Le jardin de Bebel ou la mauvaise herbe
Au début régnait le Chaos. Puis Dieu créa le monde et naquit par là même le jardin d’André et Annie, véritable Paradis sur terre. Alors, tel Poseidon entravant la bonne marche d’Ulysse, la malédiction s’abattit implacablement sur ce gazon…Mauvais plants pour les Bellatorre ! Qui s’évertuèrent en vain à retrouver le verdoiement originel.
André, tel un Sisyphe, « vingt fois sur le métier remit son ouvrage » , « creusa, fouilla, bêcha » . Rien n’y fit. Les tomates, vérolées par le « cul noir » ou ravagées par les pucerons, sont décimées ou réduites à la portion congrue, (« à peine y pourrait-on garnir quelques salades » aurait pu dire un certain Georges B).
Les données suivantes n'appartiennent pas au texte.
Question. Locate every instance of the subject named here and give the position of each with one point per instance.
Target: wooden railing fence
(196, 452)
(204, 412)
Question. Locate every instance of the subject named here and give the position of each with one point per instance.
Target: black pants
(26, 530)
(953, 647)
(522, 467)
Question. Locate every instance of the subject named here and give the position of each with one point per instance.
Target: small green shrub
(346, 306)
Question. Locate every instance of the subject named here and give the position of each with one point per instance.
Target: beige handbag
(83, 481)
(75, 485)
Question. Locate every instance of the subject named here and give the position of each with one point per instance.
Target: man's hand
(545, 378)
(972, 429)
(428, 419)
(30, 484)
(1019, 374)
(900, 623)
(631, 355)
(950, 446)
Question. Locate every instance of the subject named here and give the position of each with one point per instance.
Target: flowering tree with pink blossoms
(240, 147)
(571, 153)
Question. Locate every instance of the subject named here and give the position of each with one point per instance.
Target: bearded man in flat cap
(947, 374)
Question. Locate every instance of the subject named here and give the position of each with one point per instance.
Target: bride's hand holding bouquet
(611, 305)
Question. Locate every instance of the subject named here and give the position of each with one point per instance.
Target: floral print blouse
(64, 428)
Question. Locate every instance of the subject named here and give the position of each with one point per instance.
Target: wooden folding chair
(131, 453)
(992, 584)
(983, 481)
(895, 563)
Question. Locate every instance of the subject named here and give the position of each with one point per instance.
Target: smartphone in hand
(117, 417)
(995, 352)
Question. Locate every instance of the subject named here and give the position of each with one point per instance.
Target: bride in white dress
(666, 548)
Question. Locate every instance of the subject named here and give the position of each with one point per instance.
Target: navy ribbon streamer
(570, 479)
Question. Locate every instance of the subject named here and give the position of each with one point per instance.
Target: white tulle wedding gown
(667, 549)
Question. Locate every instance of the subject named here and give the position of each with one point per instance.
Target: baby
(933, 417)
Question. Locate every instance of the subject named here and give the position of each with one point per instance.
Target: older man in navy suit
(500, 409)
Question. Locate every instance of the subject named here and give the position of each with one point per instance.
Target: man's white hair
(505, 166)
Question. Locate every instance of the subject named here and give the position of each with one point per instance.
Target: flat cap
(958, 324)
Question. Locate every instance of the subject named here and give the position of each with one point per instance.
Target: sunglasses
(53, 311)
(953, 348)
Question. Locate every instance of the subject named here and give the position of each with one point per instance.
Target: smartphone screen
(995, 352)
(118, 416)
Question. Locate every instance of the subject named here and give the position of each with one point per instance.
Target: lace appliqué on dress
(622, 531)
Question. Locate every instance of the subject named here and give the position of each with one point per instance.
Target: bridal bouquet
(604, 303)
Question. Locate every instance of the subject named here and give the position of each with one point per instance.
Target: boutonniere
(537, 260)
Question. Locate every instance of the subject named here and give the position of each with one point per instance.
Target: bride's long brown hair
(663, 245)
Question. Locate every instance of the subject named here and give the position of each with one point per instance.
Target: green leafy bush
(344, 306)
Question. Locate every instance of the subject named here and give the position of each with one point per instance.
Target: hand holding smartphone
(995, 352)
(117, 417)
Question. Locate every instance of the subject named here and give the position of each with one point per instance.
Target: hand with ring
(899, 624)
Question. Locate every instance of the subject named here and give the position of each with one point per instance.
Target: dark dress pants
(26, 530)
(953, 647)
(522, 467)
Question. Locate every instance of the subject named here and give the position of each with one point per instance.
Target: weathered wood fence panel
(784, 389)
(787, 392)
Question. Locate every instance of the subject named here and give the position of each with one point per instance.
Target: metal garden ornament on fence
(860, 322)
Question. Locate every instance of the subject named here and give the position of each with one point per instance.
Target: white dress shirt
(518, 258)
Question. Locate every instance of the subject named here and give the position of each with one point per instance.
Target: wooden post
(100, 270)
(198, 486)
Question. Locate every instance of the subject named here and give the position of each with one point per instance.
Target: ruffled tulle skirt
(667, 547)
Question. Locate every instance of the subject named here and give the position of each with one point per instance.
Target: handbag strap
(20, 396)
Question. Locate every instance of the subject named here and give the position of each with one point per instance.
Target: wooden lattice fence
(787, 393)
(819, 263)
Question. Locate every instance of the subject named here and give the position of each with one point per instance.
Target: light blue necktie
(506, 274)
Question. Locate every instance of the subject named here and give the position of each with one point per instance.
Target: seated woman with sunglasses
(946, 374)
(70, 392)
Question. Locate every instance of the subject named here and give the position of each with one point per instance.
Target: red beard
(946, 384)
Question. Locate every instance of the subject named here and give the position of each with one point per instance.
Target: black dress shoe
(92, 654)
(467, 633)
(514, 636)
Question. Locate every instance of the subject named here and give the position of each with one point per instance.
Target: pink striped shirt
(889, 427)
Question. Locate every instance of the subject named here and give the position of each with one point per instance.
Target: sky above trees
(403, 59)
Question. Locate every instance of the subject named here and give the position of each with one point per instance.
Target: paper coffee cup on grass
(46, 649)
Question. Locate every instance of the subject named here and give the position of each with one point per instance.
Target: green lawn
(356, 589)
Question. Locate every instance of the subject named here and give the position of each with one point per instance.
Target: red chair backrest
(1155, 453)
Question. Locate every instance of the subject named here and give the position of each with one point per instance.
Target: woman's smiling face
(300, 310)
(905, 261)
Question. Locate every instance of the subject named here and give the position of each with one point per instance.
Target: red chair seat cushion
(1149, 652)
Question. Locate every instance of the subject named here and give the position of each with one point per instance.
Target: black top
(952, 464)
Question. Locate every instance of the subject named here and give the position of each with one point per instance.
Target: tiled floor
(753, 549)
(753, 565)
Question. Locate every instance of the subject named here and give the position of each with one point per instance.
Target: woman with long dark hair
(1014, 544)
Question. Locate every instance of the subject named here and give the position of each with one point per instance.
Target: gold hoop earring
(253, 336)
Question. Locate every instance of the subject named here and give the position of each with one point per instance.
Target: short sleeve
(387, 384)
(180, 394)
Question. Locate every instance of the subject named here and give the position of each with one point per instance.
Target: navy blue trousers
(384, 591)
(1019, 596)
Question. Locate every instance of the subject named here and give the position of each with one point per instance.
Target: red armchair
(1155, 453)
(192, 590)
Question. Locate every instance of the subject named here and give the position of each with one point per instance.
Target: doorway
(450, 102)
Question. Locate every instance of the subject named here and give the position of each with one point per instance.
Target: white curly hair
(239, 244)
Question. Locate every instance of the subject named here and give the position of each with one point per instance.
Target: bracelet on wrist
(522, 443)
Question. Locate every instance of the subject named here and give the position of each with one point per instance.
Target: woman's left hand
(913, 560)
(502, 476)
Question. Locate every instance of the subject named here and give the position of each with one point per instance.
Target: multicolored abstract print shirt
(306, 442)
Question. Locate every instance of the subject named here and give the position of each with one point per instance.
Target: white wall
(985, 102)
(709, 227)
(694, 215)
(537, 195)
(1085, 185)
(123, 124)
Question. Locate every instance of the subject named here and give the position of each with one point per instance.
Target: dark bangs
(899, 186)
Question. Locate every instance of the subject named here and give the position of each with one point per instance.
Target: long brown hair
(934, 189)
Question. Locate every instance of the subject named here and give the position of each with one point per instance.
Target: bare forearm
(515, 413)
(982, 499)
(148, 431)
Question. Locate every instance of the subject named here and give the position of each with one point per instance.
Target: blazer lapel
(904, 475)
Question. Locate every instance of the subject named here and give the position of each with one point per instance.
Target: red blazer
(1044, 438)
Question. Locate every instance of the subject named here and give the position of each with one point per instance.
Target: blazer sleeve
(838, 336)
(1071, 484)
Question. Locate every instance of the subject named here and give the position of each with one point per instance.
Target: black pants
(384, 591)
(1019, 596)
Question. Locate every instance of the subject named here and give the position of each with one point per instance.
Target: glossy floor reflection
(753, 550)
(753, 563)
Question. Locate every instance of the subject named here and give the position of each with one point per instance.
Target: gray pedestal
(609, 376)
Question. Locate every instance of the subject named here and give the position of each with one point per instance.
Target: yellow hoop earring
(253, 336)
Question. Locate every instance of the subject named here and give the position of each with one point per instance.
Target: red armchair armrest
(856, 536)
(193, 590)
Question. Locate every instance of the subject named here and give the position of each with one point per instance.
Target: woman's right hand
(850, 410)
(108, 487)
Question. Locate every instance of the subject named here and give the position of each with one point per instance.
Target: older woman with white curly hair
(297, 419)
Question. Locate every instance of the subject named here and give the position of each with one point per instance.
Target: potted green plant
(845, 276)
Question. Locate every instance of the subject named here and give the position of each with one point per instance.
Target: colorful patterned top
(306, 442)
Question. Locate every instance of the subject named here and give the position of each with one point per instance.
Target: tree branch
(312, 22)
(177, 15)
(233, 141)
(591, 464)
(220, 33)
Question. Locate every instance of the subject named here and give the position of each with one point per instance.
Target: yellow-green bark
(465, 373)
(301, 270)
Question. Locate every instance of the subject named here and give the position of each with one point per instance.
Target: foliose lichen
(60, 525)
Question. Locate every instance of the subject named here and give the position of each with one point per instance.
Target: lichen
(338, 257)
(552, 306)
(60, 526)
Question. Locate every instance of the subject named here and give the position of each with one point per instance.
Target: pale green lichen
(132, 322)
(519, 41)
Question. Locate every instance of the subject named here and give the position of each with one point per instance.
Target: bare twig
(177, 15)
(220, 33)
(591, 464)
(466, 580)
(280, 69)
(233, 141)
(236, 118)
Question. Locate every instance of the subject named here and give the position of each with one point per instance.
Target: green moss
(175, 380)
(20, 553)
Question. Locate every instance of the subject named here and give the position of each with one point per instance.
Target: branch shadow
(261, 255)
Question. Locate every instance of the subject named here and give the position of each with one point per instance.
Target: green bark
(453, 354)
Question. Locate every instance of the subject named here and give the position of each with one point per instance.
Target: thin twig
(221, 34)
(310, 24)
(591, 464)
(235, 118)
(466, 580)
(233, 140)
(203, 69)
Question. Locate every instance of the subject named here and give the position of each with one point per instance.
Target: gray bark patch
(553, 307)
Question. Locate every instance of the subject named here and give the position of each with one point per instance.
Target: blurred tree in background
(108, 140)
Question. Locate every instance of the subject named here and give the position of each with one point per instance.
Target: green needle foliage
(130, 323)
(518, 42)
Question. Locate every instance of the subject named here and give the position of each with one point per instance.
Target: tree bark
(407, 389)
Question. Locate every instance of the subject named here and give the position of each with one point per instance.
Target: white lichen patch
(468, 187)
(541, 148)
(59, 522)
Le ver(s) est dans le fruit.
Le fil mythologique est tiré avec talent. Il faut imaginer Sisyphe heureux disait Camus…
« Monsieur et madame, équipés en guerre, chargés de paniers, vont chercher à la pension voisine le jeune Gobichon, gamin d’une douzaine d’années, qui voit avec terreur ses parents prendre le chemin de la Bièvre. Et, durant le trajet, le père grave et heureux, cherche à inspirer à son fils l’amour des champs en dissertant sur les choux et les navets. […] Le lendemain, dès l’aurore, Gobichon passe la blouse du paysan : il est fermement décidé à cultiver ses terres; il bêche, il pioche, il plante, il sème toute la journée. Rien ne pousse; le sol, fait de sable et de gravats, se refuse à toute végétation. Le rude travailleur n’en essuie pas moins avec une vive satisfaction la sueur qui inonde son visage. »
« Villégiature » d’Emile Zola
Le pauvre Gobichon se berce d’illusions végétales. Il n’a pas de paysagiste, lui, mais croit fermement que son jardin foisonnera de choux et de navets. Gobichon gobe un peu tout facilement.
Notre citadin, en revanche, expérimente, change de cap, s’essaye au jardin quand il ne traverse pas la cour, modifie ses plans, revoit sa page, la rature pour mieux la façonner. Il herborise sans ergoter notre humble urbain !
Comme le jardin automnal de Francis Ponge, celui-ci déchire ses feuilles pour mieux se parer de couleurs printanières.
Certes, il a été dupé par le perfide désherbant possible collaborateur pesticide et anti écolo avant l’heure, mais quelle pugnacité face à ce sol ! Cette page ne reste ni blanche, ni vierge bien longtemps.
Le gazon n’est pas maudit, il ne réclame ni une écriture automatique, ni un pistolet injecteur d’encre: seulement quelques coups de pinceau et de ballon au milieu desquels poussent les pommes d’amour.
Dans cette ramification végétale, dans cette odyssée foisonnante que constitue le magma textuel, on taille, on plante, on sarcle, on fauche, on herse et on repique. Cette terre orphéonique est certes d’argile mais reste obstinément fertile. N’en déplaise aux dogmes plus erratiques qu’hérétiques, il faut cultiver notre jardin!
Je ne connaissais pas ce Gobichon zolien qui a maille à partir avec son jardin se refusant à ses semaisons. Merci pour la bascule salvatrice de la culture paysagère vers l’écriture. Oui, Camille, cultivons notre jardin fût il d’argile.
Qu’ajouter à ces commentaires brillants dont les auteurs nous rendent curieux d’autres écrits…
Qu’un jardin à soi, comme une chambre à soi, après le jardin des aïeuls, et la chambre à lucarne de la rue Loubon, est un lieu où on s’approprie sa vie, on pose ses bagages, on fait fleurir ses souvenirs..
Et la mémoire nous rend sujets, capables de patiences, de renoncements, et de semaisons, comme avec un jardin…
Merci pour les auteurs et pour avoir tiré le fil de mes « hauts lieux ». Oui la mémoire nous rend sujets!